Data enrichment was one of the more bleeding edge practices beginning to gain traction. Data enrichment involves adding value by either aggregating or enriching documents to make them easier to retrieve or utilize in a generative workflow. Here were a few of the particularly interesting use cases that were seen:

Generate questions that may be asked to retrieve that document. This can aid in retrieval for documents. Particularly if they are very long.
Summary generation for LLM’s to utilize
Classification for better retrieval (eg. an issue may have a solution or not)

A picture of two framework laptops side by side. On the left framework is a rainbow keyboard. The right framework is missing it's keyboard and trackpad. It has a pile of parts from the first on top as they were testing hot-swapping parts. — Froh and Sarah's frameworks side by side as they hot swapped parts.

Bleeding Edge:

There were three things I saw used at the conference that I feel are on the bleeding edge for search. First and most accessible was an ML based boosting method for weighting hybrid queries. This talk by Daniel Wrigley took in features about the query in order to generate an optimal set of weights for the query. It looked at the number of tokens, average token length, etc to determine whether to bias to semantic or lexical retrieval. A sample of this workflow can be found in the “learning-to-hybrid-search” repo.

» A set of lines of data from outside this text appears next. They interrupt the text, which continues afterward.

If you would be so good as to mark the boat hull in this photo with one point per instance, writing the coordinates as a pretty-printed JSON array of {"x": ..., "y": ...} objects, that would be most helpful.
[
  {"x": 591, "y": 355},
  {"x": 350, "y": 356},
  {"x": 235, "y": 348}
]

In a talk by Vespa they introduced a concept called: mapped tensor boosting. In this method they apply boosts to known tensors allowing for a more explainable search experience. An example of this could be boosting cars who have “hatchback” as a tensor value. While this boosting method is actually old in the space of the larger search engines like Yahoo and Google, it has still yet to gain mainstream popularity.

Finally, user behavior insights (UBI) is the last bleeding edge bit of technology. Again clickstream logging has been around for a long period however it’s lacked a standard. With the addition of a standard clickstream based workflows can begin to be standardized.